We don't really eat breakfast, but will make some breakfast things for supper.  I'll sometimes make an omelet with onions, red peppers (roasted in jar kind), dried chives and parsley and wrap that in a whole wheat burrito, Mexico brand.  Sometimes we have bagels (salted, onion or sesame) with lox (smoked salmon), thin slice of onion, and Philadelphia cream cheese, if there's left over, we will have a half with our morning coffee.  Another dish we make sometimes that is really something for breakfast is BTOs, bacon, tomato and onion with mayo on Oatnut bread.

I used to love French toast, but the last time I made that, which was decades ago, my hubby teased me about having some new sandals to wear....they did come out a bit heavy and over fried.    If you want to go the healthy route, you can just have some Chobani plain Greek yogurt, with raw unfiltered honey, organic lemon or lime juice and chia or flax seeds.


----------



## hauntedtexan (Apr 5, 2017)

If you want to be adventurous and have a sweet tooth, you may want to try these.
Mom Called them "Egg Pancakes", sort of like crepes, it's a worthy adventure.
Mix up 5 eggs, enough flour and milk to make it the consistence of a very thin milkshake.

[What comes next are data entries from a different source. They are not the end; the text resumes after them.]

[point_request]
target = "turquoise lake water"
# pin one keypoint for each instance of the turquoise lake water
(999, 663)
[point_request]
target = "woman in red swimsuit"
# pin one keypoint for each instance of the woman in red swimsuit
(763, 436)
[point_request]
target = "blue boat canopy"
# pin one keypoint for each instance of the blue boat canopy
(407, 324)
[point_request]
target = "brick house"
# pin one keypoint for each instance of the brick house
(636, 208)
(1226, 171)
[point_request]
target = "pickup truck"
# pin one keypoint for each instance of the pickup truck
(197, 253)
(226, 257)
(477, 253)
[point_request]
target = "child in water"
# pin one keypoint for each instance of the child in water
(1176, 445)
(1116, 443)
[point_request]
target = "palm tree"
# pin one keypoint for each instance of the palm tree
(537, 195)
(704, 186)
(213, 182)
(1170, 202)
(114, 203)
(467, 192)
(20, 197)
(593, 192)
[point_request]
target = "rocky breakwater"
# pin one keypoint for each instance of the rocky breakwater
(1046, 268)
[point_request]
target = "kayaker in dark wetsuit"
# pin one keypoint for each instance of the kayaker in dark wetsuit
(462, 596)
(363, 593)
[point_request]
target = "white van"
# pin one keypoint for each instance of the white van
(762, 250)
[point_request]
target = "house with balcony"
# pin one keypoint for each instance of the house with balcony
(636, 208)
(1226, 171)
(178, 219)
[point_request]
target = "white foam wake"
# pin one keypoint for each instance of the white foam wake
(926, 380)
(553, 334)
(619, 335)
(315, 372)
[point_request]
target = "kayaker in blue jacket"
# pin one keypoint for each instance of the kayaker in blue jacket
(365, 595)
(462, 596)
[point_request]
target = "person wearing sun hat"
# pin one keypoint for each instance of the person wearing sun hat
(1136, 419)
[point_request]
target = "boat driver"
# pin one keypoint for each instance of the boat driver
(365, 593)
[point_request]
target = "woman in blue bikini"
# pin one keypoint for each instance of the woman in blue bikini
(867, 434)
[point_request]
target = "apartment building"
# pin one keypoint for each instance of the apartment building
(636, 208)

In a very hot skillet (number 8 on my oven) preheat the oil free skillet. Then add 2 tablespoons of oil, (I use peanut oil) and while you are pouring in the batter, keep tilting the pan until there is just enough to cover the bottom evenly. It's ready to turn over when the batter is dry and should turn easily. Then sprinkle regular sugar on it and roll it up immediately, pour on syrup and chow down. Batter should make about 6 of these. Sugar rush to follow shortly after.


----------



## Falcon (Apr 5, 2017)

I had a couple of bananas that were ripining and was wondering how to use them.
Then I remembered about Elvis Presly's  "favorite sandwich"  and I made one for lunch.

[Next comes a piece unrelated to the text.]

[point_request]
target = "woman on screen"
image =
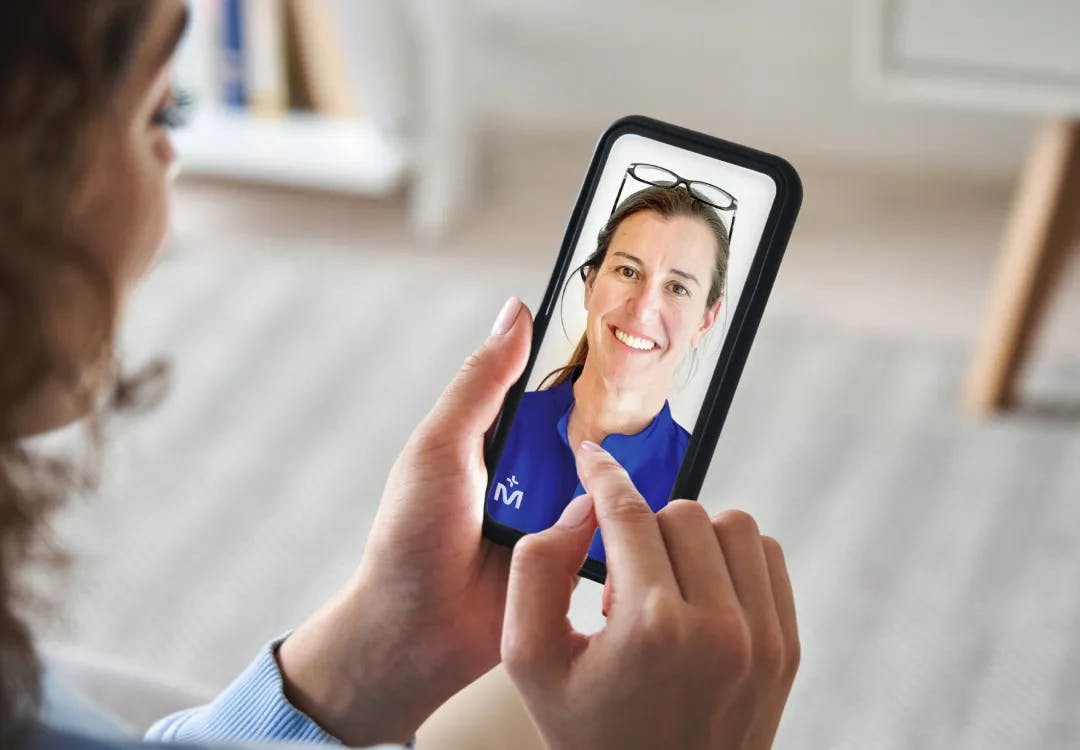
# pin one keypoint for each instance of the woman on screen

Wasn't bad.  Two slices of bread (I used white),  spread one slice with peanut butter; then
put on some sliced bananas  and then some mayo. I only use Best Foods mayo  (Hellmans  back east.

The real recipe calls for bacon slices, but I didn't have any and it also said to then grill it on the griddle, which I didn't
want to do.   I ate the whole thing and it was pretty good.  Next time I do it,  I'll use bacon and grill it.

It's almost as good as a BLT, which is ONE of my favorites.


----------



## Grampa Don (Apr 5, 2017)

I don't get bored with food, and I don't like fussing around in the morning.  So, it's generally a bowl of cereal and a cup of black coffee.  Mid morning I might snack with a cup of tea and some toast or something.  Sometimes I'll fry up a couple eggs or make french toast for lunch.

Don


----------



## grannyjo (Apr 5, 2017)

I change it about.  One morning will be rolled oats,  the next bacon and eggs with toast.  The day after,  maybe some sardines on toast.  Then perhaps a bowl of a mixed cereal the day after.

Always with a cup of tea.


----------



## Capt Lightning (Apr 6, 2017)

Coffee, Boiled egg and toast this morning.


----------



## jujube (Apr 13, 2017)

I like breakfast sandwiches made with toaster waffles.  You can have eggs and cheese, eggs and ham or ever peanut butter and jelly.


----------



## Pappy (Apr 14, 2017)

Use to have my cereal every morning, but milk started its revenge against my stomach. 
I've tried the lactose free stuff, but I'll pass on that. So it's whatever is in the frig that looks good that morning.


----------